In science teacher Ms. Anjel Guitroz’s classroom, junior and seniors had two surprises today. Instead of reviewing upcoming exams in the human anatomy class, their teacher instructed them to put on surgical gloves, masks and caps. A “patient” needed emergency surgery and they were going to learn how to do a surgeon’s knot and a running loop stitch. The patient was the SynDaver™ Surgical Model. As they gathered around the patient, Ms. Guitroz reminded them, “You have to be comfortable with the orientation of the needle.”
Students were improving with practice when two visitors arrived. Seminarians Jeff Merritt and Dr. Davis Ahimbisibwe had heard about the SynDaver and wanted to see its use in a classroom setting. Merritt was in his second year of medical school at Tulane University before transferring to Notre Dame Seminary. Dr. Davis was a physician in Uganda, but also had a calling.
Recounting some of the cases he handled in his medical practice, Dr. Ahimbisibwe shared, “I have seen the hand of God so much in my practice, that I would always advise my patients to pray.” He and Merritt shared that communication is critical in medicine and priesthood. Merritt noted that listening and observing go hand-in-hand. “We had a medical treatment card that we gave to our patients,” shared Dr. Ahimbisibwe. “It read – We Treat, But God Heals.”

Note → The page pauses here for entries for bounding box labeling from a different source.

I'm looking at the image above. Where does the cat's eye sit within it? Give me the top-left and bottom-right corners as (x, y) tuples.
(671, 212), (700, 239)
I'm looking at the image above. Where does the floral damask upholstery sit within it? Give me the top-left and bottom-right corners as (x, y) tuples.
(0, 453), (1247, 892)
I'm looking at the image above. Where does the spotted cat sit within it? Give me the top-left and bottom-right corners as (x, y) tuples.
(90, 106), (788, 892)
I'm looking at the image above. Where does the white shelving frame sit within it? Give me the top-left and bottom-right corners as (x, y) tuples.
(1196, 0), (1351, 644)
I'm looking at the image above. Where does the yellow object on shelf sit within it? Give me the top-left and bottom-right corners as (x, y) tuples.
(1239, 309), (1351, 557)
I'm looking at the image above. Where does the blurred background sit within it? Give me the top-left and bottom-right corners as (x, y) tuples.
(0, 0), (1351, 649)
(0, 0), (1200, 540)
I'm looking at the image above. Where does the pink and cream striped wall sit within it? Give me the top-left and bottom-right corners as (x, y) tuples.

The SynDaver made its debut in 2015 at St. Mary’s Dominican High School, making it the first high school in the United States to have one. Used in Human Anatomy classes, it is a 3D jigsaw body puzzle with every muscle, bone, vascular component and organs removable and replaceable. Guitroz received suture training from George B. Morris IV, MD, Chairman of OB/GYN at Ochsner Baptist.